The Helping Our Peers by providing Empathy (HOPE) program offers CAF members and their families with peer support services by matching those who have recently experienced the loss of a loved one with a trained peer volunteer.

The Shoulder to Shoulder network provides access to important information and links to services and supports for families affected by the death of a CAF member. Direct professional help can be accessed by contacting the Family Information Line.

Contact your local Military Family Resource Center or Mental Health Clinic for information on local bereavement support groups. Local resources can also be found through the Canadian Association for Suicide Prevention’s Support Services Directory.

The Transition Group provides a number of casualty support programs and services.

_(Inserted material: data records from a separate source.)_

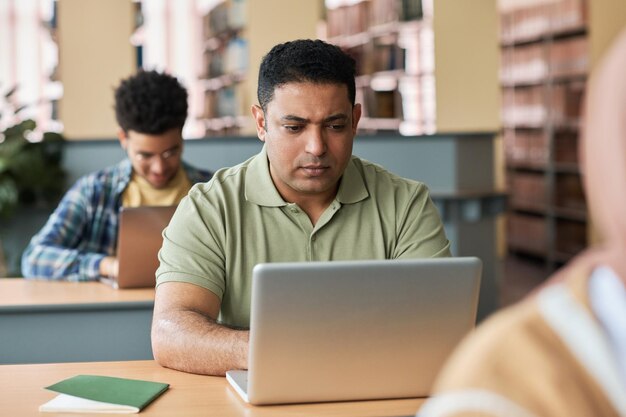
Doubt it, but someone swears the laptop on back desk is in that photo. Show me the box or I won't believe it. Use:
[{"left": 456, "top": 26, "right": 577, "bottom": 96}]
[
  {"left": 226, "top": 257, "right": 482, "bottom": 404},
  {"left": 103, "top": 206, "right": 176, "bottom": 288}
]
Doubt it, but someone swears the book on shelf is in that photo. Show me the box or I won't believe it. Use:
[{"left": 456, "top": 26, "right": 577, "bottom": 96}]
[{"left": 39, "top": 375, "right": 169, "bottom": 413}]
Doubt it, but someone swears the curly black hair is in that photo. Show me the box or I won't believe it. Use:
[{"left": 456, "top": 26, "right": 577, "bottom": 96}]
[
  {"left": 115, "top": 70, "right": 187, "bottom": 135},
  {"left": 257, "top": 39, "right": 356, "bottom": 111}
]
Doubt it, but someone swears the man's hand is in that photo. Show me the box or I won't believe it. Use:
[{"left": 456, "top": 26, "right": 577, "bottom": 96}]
[{"left": 100, "top": 256, "right": 119, "bottom": 279}]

Their publications include the Casualty Admin Manual, the Commanding Officer Guide and the Designated Assistant Guide.

The Senior Leadership Guide to Mental Health contains information on CAF leadership roles and responsibilities with regards to mental health and provides further information on AIRs.

The Mental Health Commission of Canada has created a Toolkit for people who have been impacted by a suicide.

The US Department of Defense’s Defense Suicide Prevention Office has created a Postvention Toolkit for Military Suicide Loss.

The Suicide Prevention Resource Center has created A Manager’s Guide to Suicide Postvention in the workplace, 10 Action Steps for Dealing with the Aftermath of a Suicide.

The Canadian Psychiatric Association’s Media Guidelines for Reporting on Suicide contains helpful information on appropriate language when discussing suicide.

Resources for reservists

It’s important for leaders to understand which resources are available to reservists when supporting members who may meet a variety of eligibility criteria. Supervisors can consult CAF Mental Health Services, a Chaplain or their local Military Family Resource Center for information on local resources.

All reservists, no matter the class of service, can access CFMAP Bereavement Services or the HOPE program. They can also be seen by CAF Mental Health Services for an initial assessment and referral to appropriate resources. If a reservist is experiencing mental health difficulties following a member’s suicide, this may be attributable to service, especially if they witnessed a death which occurred in the workplace.

Reservist on class A or B (less than 180 days) can also receive mental health benefits from VAC for 2 years starting when a disability benefit application is submitted, regardless of whether it is ultimately approved.